In the Times’ White House Memo of June 25, correspondent Maggie Haberman mocked Trump for “still refus[ing] to acknowledge a basic fact agreed upon by 17 American intelligence agencies that he now oversees: Russia orchestrated the attacks, and did it to help get him elected.”

However, on Thursday, the Times – while leaving most of Haberman’s ridicule of Trump in place – noted in a correction that the relevant intelligence “assessment was made by four intelligence agencies — the Office of the Director of National Intelligence, the Central Intelligence Agency, the Federal Bureau of Investigation and the National Security Agency.

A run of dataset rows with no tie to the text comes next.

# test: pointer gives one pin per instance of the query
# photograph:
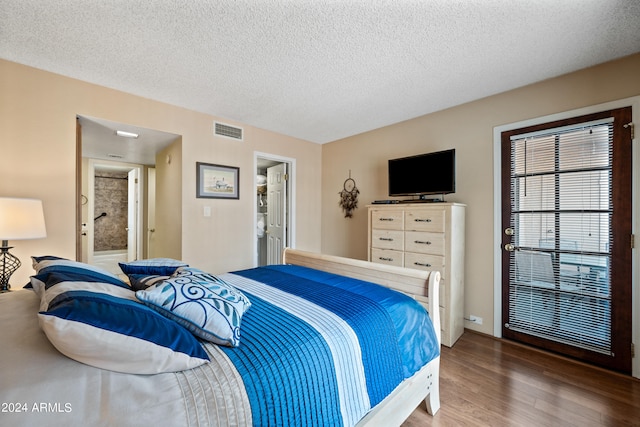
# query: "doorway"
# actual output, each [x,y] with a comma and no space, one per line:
[132,164]
[113,220]
[566,237]
[274,207]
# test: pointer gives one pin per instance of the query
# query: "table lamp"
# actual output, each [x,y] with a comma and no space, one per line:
[20,219]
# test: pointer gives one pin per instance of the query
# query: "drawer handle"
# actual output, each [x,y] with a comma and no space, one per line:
[420,242]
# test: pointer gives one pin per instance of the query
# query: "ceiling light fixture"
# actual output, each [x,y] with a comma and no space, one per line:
[126,134]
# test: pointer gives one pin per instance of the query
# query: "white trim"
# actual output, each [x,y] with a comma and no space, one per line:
[291,231]
[634,102]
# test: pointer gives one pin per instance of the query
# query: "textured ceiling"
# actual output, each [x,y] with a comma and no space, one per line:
[317,70]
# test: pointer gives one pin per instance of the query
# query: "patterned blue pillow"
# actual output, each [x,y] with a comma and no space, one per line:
[103,325]
[153,266]
[141,282]
[206,305]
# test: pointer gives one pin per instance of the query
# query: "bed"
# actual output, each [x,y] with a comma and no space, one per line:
[304,355]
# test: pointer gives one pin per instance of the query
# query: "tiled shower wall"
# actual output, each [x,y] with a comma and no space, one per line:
[111,197]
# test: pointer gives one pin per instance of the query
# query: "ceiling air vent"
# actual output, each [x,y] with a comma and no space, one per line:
[228,131]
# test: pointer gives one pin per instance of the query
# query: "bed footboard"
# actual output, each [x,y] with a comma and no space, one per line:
[425,384]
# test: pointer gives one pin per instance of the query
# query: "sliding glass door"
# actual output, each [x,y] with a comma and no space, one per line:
[567,237]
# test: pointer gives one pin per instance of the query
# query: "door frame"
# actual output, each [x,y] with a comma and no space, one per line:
[291,199]
[634,102]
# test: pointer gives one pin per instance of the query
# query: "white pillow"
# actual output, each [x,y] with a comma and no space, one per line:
[103,325]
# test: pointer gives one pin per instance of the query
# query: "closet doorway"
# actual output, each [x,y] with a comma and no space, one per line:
[274,207]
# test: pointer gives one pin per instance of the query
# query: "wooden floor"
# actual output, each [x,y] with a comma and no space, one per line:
[490,382]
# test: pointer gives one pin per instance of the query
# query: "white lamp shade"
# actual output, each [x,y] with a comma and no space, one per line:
[21,219]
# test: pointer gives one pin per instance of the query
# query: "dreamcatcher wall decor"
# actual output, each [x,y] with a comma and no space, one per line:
[349,197]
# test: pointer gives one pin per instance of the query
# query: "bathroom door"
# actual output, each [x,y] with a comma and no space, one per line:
[132,214]
[276,212]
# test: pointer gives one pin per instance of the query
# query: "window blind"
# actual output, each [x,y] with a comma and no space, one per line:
[559,278]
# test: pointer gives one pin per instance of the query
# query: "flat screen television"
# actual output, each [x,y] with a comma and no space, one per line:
[424,174]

The assessment was not approved by all 17 organizations in the American intelligence community.”

The Times’ grudging correction was vindication for some Russia-gate skeptics who had questioned the claim of a full-scale intelligence assessment, which would usually take the form of a National Intelligence Estimate (or NIE), a product that seeks out the views of the entire Intelligence Community and includes dissents.

The reality of a more narrowly based Russia-gate assessment was admitted in May by President Obama’s Director of National Intelligence James Clapper and Obama’s CIA Director John Brennan in sworn congressional testimony.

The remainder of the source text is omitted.